Toujours selon l’exemple ci-dessus, quiconque est prêt à ne pas percevoir les aides pourra réaliser ou faire réaliser les travaux par qui il veut, comme il l’entend, avec les matériaux et techniques de son choix, dans les dimensionnements qui lui conviennent, sans pour autant risquer les foudres des autorités. Il n’aura simplement pas bénéficié des aides et il devra, dans certaines circonstances, faire face à des contraintes diverses.
Pourquoi penser hors la boîte ?
Certains diront “Les règles sont établies pour le bien commun, alors pourquoi chercher à y échapper ?”.
Qu’il serait agréable que ce soit toujours ainsi ! Hélas, nous ne vivons pas dans un monde de bisounours !
Pour des raisons que je ne connais pas, même s’il n’est pas interdit de nourrir des doutes, le gouvernement vient, en ce début d’automne 2020, de confier les rênes de la lutte contre les passoires énergétiques à … Saint-Gobain !
Or, comme chacun sait, Saint-Gobain est un acteur majeur du monde du bâtiment, leader de la production de la laine de verre, elle-même leader du marché, qu’il produit et vend via sa filiale Isover®.
Cet industriel est également leader du matériau de parement le plus répandu, la feuille de plâtre cartonné, ceci avec ses productions vendues élaborées et vendues par sa filiale Placoplatre®.
J’ai produit des textes et des vidéos qui décrivent en quoi ces matériaux ne sont pas les meilleurs dans leur secteur propre pour atteindre l’objectif N°1 des Français, le confort.
J’ai aussi produit des vidéos qui expliquent comment les calories migrent (convection, conduction, rayonnement) et ces supports mettent en évidence que, non seulement les matériaux produits et vendus par cet industriel ne sont pas, globalement, les plus performants mais aussi et, peut-être surtout, qu’ils ne répondent pas à tous les critères qui devraient être pris en compte (pour l’été, le déphasage entre autres).

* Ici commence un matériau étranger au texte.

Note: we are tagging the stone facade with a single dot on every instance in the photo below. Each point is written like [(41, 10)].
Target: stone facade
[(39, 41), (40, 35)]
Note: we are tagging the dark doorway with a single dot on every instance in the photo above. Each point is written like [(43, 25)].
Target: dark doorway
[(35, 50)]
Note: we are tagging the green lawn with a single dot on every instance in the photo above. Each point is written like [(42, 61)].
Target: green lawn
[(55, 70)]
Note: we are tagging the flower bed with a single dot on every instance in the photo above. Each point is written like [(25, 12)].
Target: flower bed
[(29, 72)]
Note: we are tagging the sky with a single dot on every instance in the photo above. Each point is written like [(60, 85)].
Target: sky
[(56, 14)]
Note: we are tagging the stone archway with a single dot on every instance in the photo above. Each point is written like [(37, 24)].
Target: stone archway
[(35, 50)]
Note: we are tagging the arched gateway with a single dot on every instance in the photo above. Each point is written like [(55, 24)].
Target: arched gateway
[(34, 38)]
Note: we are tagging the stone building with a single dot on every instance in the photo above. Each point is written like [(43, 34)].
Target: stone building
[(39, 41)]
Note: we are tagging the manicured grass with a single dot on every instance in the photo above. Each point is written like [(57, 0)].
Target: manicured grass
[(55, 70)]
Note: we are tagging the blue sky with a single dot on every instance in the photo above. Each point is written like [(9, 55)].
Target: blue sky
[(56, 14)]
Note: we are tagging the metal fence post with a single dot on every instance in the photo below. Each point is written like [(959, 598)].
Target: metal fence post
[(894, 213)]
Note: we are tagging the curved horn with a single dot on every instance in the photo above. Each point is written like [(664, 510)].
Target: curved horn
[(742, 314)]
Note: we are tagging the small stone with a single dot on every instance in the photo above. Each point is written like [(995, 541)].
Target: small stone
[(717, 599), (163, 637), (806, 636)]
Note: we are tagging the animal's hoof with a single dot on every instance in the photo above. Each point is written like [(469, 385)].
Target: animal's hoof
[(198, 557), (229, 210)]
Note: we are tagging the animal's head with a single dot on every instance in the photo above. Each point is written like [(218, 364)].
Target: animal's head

Cette position de pilote a permis, dans le passé car ce n’est pas une première, et va permettre à cet acteur d’orienter vers des règles faisant la part belle à ses produits, entre autres le lambda, délaissant les autres critères que sont la densité, la chaleur spécifique, la perméance, les capacités de sorption et désorption, la durabilité, la recyclabilité, l’origine des ressources, l’énergie nécessaire à la production …
Alors, sous prétexte que ceci aura été gravé dans le marbre, que fait-on ?
On s’inscrit hors de la bien-pensance, hors de la convention, on cherche d’autres pistes, plus pertinentes.
Mon livre paru aux éditions Terre vivante “Maison écologique, construire ou rénover ?” a été rédigé dans cet esprit : ne pas se mettre hors la loi mais, dans le cadre de ce qui est autorisé, privilégier ce qui semble le plus pertinent !
Conclusion
Puisque, tel que je l’ai décrit ci-avant, les règles du jeu n’ont pas évolué :
- les incitations et orientations déjà conseillées par le passé et qui ont amené la preuve de leur inefficacité,
- quasiment rien de ce qui sert à “accorder” ou reconnaître” les compétences aux opérateurs n’a été changé,
- les produits qui répondent le mieux aux critères retenus comme cibles principales et quasi uniques (exemple, pour l’isolation : le lambda et le R) ont déjà été largement utilisés et que les résultats constatés sont loin d’être à la hauteur des attentes,
sauf à me tromper, ce que j’espère sincèrement :
- les incitations financières qui en ressortiront, orienteront probablement vers les mêmes cibles…
… peut-on béatement, en attendre des résultats différents ?
NON bien sûr, Einstein l’a lui-même fort bien formalisé : “La folie, c’est se comporter de la même manière et s’attendre à un résultat différent.”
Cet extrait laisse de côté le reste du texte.